My work stems from an interest in how meaning becomes ascribed to images through the process of perception.
Painting is the silence of thought and the music of sight1
Perception is the process of acquiring, interpreting, selecting and organizing sensory information.
Our Concern is with the interaction of color; that is, seeing what happens between colors2
Languages, both visual and textual, provide ways in which to ascribe associations to objects, spaces, people, etc.
I invented the color of vowels A black, E white, O Red, I Blue, U Green. I established rules for the form and movement of each consonant, and, with instinctive rhythms, I flattered myself on devising a poetic language accessible, one day or another to all the senses. I withheld the translation3
In my paintings, I explore the transmission of multiple layers of information simultaneously.
(I am crushed by the weight of what has come before me, yet I am standing on top.)
I am interested in the viewing experience created by the use of these stripes of information and the visual sensations initiated by their proximity to one another.
Seeing is the initial act of valuing, and the nature and infinite potential of human beings to see and aesthetically order the world is the one pure subject of art4
I create static moments that appear to vibrate; to decipher any of the individual parts of my paintings, others must tuned out.
(Semantics is my structure; pragmatics are my content)
My paintings may require the viewer to pay attention at the same time that they seduce the viewer to get lost in the visual excitement.
(It is a cluster of random facts, thoughts, concepts, matter, space, light, etc. at any given moment, at any given location.)

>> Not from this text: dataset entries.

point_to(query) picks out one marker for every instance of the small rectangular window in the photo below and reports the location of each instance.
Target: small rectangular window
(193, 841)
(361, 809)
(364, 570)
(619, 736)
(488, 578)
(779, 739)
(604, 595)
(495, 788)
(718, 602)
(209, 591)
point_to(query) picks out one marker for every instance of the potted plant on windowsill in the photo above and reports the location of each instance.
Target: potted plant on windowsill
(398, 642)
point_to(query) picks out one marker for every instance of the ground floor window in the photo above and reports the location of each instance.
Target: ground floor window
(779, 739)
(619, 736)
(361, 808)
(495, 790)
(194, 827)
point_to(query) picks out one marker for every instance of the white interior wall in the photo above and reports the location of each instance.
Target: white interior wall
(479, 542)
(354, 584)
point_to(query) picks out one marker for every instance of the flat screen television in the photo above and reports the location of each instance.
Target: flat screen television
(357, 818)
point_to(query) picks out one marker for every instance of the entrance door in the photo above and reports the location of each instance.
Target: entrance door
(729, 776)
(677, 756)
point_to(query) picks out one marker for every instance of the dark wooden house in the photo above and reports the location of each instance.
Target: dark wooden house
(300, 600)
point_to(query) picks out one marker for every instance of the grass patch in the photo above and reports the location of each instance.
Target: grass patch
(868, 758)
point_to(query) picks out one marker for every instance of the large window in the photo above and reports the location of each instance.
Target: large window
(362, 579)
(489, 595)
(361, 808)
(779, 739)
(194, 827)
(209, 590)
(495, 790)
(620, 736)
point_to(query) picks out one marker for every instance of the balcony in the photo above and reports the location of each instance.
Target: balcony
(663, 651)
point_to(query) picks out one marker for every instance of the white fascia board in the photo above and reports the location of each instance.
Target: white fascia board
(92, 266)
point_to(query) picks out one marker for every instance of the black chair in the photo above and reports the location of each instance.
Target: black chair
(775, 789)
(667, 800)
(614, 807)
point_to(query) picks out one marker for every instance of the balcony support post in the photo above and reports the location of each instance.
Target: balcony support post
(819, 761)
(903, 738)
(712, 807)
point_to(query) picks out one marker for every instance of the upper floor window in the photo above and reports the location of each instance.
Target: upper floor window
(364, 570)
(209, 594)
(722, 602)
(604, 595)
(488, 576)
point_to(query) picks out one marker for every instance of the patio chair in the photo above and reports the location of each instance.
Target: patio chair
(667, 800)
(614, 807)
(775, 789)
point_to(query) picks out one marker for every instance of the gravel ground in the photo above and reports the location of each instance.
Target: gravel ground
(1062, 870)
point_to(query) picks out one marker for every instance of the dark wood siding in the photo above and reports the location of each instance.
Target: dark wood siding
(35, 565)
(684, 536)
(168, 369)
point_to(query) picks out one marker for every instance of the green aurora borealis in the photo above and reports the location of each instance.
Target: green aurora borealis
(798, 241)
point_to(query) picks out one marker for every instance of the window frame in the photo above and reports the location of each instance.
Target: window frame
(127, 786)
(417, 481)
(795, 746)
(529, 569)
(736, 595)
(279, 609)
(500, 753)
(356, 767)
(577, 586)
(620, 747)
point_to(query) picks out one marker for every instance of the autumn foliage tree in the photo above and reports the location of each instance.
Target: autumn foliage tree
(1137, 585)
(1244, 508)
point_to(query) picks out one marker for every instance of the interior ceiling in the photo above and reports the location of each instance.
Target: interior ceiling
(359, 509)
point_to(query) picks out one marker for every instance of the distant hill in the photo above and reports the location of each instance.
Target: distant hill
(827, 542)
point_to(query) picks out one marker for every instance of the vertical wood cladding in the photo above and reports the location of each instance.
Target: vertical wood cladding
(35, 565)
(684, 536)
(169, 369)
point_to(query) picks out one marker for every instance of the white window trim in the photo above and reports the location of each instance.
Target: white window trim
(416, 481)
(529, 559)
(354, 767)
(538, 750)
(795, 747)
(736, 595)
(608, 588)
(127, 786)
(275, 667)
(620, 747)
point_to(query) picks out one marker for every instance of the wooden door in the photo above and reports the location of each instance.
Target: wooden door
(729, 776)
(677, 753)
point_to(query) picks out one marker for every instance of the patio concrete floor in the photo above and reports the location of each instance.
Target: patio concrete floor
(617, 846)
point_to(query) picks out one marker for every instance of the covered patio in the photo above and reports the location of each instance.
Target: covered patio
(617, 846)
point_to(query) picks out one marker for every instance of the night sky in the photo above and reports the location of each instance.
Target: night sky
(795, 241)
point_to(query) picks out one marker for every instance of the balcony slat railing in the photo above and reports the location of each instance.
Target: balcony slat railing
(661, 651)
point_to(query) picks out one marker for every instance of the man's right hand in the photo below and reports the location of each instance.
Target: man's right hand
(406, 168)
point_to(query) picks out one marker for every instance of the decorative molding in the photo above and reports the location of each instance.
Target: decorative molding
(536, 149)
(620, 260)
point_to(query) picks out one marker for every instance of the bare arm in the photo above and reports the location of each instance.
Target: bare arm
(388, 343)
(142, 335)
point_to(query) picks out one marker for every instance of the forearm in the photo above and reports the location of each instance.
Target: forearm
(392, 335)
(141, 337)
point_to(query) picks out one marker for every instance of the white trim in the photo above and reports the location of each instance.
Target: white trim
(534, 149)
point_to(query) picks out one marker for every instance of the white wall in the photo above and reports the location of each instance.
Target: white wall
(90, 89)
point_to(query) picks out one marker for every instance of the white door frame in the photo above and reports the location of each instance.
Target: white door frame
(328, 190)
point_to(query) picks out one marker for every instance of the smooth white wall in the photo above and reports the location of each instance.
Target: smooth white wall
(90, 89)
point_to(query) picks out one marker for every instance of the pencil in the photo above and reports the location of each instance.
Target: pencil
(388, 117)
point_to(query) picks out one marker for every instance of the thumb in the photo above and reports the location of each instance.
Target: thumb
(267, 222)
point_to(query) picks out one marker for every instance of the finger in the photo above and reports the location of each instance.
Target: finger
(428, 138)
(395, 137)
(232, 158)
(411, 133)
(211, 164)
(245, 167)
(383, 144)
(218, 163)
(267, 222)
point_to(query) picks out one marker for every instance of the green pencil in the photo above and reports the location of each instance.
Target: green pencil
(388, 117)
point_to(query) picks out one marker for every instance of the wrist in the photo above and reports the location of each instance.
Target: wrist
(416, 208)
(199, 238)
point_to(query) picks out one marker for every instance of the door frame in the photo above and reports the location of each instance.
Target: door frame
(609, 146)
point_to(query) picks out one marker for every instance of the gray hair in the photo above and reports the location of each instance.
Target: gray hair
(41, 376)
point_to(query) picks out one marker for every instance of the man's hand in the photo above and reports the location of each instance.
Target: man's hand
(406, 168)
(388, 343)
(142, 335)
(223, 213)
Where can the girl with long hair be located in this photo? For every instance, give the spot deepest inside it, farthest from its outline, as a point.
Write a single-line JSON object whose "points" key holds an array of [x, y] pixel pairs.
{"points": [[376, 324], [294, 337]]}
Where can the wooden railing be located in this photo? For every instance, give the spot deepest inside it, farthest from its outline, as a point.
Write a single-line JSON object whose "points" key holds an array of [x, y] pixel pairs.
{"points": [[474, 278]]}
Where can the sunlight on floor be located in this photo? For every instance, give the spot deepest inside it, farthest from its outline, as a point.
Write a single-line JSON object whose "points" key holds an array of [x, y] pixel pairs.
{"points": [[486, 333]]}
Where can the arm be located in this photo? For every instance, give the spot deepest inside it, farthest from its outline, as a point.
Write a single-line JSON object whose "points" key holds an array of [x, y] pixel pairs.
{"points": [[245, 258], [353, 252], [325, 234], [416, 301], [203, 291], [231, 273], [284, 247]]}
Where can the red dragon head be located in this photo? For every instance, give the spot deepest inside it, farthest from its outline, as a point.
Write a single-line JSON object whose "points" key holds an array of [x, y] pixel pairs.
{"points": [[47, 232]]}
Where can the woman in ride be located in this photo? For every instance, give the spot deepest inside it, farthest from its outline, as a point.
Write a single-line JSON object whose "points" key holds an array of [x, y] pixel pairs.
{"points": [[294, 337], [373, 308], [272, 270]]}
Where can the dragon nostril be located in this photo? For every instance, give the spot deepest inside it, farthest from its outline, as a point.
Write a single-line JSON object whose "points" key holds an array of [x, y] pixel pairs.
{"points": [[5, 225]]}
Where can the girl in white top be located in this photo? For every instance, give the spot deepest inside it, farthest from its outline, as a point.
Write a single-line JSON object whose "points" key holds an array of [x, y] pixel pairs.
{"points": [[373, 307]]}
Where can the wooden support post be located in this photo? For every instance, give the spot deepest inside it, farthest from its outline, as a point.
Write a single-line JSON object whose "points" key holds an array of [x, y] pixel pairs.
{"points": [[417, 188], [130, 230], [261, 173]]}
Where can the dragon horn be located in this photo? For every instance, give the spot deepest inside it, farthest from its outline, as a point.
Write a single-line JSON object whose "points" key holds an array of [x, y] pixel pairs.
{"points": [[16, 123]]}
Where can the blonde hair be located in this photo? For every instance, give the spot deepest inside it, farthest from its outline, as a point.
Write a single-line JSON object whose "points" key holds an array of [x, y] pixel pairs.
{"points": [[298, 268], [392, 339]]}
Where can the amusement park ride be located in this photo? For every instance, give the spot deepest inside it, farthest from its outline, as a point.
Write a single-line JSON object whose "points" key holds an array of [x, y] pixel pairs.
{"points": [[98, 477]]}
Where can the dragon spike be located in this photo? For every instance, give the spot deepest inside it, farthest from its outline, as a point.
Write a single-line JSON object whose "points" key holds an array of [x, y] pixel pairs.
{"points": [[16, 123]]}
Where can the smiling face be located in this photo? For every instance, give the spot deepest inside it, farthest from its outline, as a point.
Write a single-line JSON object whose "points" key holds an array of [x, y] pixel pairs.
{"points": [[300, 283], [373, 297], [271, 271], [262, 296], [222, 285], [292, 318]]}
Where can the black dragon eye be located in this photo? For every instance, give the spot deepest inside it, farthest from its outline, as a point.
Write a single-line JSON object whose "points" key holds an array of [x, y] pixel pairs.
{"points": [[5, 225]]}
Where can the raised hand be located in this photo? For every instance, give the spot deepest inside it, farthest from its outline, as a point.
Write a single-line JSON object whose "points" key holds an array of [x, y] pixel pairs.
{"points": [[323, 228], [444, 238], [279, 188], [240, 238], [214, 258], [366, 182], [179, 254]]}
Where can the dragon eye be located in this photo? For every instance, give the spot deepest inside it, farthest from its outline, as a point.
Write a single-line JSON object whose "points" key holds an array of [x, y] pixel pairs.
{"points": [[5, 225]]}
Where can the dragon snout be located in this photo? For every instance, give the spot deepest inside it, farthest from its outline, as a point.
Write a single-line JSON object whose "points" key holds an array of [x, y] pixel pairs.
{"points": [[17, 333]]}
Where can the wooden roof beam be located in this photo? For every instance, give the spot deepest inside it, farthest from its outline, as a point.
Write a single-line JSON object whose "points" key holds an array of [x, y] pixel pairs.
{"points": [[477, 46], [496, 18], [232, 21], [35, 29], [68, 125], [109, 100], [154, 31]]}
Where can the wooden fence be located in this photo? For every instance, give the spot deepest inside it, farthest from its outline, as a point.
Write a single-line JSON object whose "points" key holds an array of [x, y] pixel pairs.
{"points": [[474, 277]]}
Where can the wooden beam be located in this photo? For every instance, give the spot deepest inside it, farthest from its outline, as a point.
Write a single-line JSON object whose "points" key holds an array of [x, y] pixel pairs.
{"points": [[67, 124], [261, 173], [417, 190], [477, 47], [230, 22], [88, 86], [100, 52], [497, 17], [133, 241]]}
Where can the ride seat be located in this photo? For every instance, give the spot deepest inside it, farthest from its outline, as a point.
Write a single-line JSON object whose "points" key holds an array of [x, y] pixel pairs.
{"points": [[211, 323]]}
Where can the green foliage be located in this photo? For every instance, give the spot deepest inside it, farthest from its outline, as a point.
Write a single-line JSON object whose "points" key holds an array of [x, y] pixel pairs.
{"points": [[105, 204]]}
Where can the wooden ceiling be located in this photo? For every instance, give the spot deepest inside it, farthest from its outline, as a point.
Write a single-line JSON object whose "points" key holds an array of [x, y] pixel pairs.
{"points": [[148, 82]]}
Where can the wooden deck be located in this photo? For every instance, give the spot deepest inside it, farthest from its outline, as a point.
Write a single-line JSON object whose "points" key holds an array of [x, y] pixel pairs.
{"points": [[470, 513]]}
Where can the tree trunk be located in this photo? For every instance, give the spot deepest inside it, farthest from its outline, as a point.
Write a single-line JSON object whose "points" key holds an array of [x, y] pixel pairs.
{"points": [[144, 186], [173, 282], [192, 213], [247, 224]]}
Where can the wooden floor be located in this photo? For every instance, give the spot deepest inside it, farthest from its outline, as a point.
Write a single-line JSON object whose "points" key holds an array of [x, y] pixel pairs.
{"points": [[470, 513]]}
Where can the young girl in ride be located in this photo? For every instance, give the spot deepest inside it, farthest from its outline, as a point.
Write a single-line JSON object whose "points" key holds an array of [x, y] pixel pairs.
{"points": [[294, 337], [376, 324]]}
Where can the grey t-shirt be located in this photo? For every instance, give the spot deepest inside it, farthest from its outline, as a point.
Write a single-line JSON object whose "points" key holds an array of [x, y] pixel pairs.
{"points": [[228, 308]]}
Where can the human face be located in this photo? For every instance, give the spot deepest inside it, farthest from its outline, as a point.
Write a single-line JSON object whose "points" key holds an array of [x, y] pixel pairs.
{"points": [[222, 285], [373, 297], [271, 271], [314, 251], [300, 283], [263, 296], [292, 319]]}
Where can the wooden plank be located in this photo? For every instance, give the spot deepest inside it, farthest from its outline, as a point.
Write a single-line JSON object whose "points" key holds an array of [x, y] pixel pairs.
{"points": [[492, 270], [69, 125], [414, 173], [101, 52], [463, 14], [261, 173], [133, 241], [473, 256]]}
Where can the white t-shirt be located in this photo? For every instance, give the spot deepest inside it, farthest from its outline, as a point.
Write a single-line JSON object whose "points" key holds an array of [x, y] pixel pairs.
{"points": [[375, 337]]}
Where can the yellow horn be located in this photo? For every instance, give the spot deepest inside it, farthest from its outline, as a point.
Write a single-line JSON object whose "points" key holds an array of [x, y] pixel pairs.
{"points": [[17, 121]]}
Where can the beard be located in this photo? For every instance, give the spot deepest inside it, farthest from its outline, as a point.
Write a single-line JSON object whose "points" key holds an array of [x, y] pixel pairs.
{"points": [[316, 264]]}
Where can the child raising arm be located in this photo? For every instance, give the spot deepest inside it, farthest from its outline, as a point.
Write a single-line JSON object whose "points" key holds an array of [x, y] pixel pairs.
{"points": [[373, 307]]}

1 Orhan, Pamuk. My Name is Red. Vintage Books, division of Random House, Inc. New York. 2001 pg. 59 2 Albers, Joseph. Interaction of Color. Yale University Press. New Haven and London. 1963, 1975. pg. 5 3 Rimbaud, Arthur. A Season in Hell. Trans. Enid Rhodes Peschel. New York, London, Oxford. Oxford University Press, 1973. Pg. 77 4 Irwin, Robert, The Hidden Structures of Art Robert Irwin .New York: Rizzoli International Publications, 1993.